The first week was fun and challenging. Getting to know the kids, getting a feel for their educational level as well as setting the rules . We started with the basics, “hello, what is your name, nice to meet you etc.” A few of the kids had received some English from me for a few months, and for them, this was a breeze, others had never spoken it at all, and it was significantly more challenging. I had three amazing people helping me, PCV Carl, PCV America and a friend from Spain/England Raquel. Having them was great, it felt like we could be everywhere at once.
My JumpStart team included Fabian a University Student and Erick, Jasmin and Yerlin, two high schoolers. Fabian is studying to be an English teacher and is helping with the camp Monday through Thursday. He asked if he could participate in order to gain teaching experience as well as practice English. It’s been great having him, and also to see his English improve. I also asked some local teens in the area, Erick, my host brother, Yerlin and Jasmin, two 7th graders to come help. They help keep the kids in order and also have an opportunity to practice English.

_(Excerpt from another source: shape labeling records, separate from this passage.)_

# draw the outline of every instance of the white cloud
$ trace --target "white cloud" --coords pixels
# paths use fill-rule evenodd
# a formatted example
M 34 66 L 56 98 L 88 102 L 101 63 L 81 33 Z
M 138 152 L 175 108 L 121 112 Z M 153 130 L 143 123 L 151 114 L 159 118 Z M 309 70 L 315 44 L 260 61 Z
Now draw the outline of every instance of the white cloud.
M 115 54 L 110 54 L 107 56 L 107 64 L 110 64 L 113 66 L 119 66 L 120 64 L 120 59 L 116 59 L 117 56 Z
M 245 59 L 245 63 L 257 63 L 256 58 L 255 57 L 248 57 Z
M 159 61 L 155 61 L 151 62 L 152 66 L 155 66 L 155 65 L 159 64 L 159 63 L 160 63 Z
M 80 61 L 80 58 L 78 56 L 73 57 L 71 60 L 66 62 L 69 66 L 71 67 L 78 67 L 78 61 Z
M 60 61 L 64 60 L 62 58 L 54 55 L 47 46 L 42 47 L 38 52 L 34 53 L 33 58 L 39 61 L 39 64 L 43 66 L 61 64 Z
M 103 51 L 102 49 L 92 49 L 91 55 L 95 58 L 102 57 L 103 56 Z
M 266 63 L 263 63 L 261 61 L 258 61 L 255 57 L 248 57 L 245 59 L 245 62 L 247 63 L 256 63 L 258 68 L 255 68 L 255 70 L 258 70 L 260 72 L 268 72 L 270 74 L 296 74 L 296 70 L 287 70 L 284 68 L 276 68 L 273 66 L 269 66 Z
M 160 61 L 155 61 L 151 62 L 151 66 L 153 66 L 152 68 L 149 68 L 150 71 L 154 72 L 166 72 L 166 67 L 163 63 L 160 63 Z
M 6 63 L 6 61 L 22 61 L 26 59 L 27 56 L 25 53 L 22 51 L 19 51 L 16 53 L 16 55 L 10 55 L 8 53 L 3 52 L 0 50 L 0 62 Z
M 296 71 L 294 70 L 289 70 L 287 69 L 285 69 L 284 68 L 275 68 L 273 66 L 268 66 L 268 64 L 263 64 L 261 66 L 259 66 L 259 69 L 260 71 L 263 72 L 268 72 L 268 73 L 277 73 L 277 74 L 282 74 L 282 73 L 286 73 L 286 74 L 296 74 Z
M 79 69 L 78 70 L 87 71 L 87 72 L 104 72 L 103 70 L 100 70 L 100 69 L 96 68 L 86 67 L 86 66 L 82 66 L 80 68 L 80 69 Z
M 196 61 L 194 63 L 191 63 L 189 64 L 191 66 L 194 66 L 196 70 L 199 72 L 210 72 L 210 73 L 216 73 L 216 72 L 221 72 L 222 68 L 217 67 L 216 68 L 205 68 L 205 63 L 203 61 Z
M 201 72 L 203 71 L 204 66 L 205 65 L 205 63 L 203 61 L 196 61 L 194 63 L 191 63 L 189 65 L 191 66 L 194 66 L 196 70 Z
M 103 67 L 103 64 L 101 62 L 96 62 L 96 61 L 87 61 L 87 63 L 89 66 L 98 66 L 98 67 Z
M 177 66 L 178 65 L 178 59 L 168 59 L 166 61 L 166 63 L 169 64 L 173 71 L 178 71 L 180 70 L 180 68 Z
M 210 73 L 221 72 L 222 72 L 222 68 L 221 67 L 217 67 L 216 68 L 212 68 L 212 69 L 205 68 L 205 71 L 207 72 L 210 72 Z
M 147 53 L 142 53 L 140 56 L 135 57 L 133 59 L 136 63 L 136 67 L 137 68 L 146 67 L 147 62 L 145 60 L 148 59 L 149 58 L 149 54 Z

The first week also included Halloween, it’s typically not celebrated here so the kids really loved it! We did scary voices and talked about it being the most magical day of the year, and then of course, masks and face paint!
Every day starts with the “good morning song” and a review of the rules, and ends in giving out the homework for the next day and a delicious lunch prepared by my host aunt.

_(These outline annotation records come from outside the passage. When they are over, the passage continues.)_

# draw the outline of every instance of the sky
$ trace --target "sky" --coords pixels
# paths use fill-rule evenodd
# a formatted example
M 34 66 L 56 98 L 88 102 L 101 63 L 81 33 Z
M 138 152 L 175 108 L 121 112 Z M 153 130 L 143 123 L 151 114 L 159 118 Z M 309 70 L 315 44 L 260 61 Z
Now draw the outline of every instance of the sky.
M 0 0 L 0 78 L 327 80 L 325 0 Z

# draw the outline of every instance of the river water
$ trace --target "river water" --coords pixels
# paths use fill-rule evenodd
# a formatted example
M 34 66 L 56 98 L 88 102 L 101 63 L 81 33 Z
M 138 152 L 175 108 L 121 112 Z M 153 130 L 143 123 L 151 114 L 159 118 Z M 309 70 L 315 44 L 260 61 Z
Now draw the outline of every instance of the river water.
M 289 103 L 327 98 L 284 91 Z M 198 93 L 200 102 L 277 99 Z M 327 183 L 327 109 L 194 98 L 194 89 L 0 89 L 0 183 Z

The second week was a bit more challenging. At this point it was clear which were the more outgoing students and which were the quieter ones. The kids themselves started to relax and out came their nasty side. The unfortunate side of working with preteens and young teens is that they are MEAN! The girls were quite harsh to each other, and really good at giggling and making fun of others in the class, and the boys are just rough. All of this was expected, except it culminated in one girl threatening another little girl. What surprised me was that students who were shy and would stay silent when asked to participate would then laugh at the students who tried but mispronounced the words. Week two felt like a never ending session of me talking about empathy, respect and the rules. One mother even called me to tell me she was pulling her daughter out of the camp because of the bullying which led to me having conversations with other mothers and students and the little girl herself asking her mother to be allowed to return, which luckily she did.
PCV’s Brittany and Alicia, who will be doing a JumpStart in their sites in January, were with me during the second week, and their patience and hard work was much appreciated. They made really awesome materials, did great small group work, and helped give the kids more one on one attention.

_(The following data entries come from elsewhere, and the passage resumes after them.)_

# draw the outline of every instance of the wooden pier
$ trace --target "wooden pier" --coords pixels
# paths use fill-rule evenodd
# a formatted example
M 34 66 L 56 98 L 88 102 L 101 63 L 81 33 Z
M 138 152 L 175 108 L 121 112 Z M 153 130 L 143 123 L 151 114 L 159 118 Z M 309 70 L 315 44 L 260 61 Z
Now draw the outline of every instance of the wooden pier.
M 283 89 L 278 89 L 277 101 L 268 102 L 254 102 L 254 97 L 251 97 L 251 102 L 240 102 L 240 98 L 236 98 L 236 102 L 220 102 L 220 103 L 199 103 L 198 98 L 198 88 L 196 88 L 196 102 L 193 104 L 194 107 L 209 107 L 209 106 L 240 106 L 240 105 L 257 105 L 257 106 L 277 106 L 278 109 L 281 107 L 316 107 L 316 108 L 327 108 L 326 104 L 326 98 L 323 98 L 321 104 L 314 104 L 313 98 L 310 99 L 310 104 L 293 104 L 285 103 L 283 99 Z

The third week third week felt like the kids and I were really clicking. Aside from your expected issues (locked out of the kitchen until almost lunch time… ooops!) it was great. It seems kids are learning not only the English we are teaching, but also getting into the stride of studying and learning. Whereas the first week many wouldn’t do their homework, now almost no one misses it, they follow the rules, they ask questions, and even the shiest kids are raising their hands to participate.
PCV’s Lauren and Sonia are here, and have been troopers through our first solid rainy week. They even helped me switch classrooms in the rain! The kids love competitive games, and work hard for stars (students with the most stars receive a prize every week) and also are starting to help each other understand the activities and worksheets we do. Teambuilding among the students was one of my primary goals, since they will all be classmates for the next 5 years.
This week we also invited the High School Student Government, led by the English teacher, to present to the class; they introduced themselves, explained a bit about what life is like in high school, answered a couple of questions, and took us on a tour of the high school as well so the 6th graders could meet their future teachers.
We have one week left, I’m starting to feel like it’s not enough and I find myself wishing we had at least one more month to get through everything, but as Lauren said, I’m sure I’d always feel like there is just a little more I could be teaching.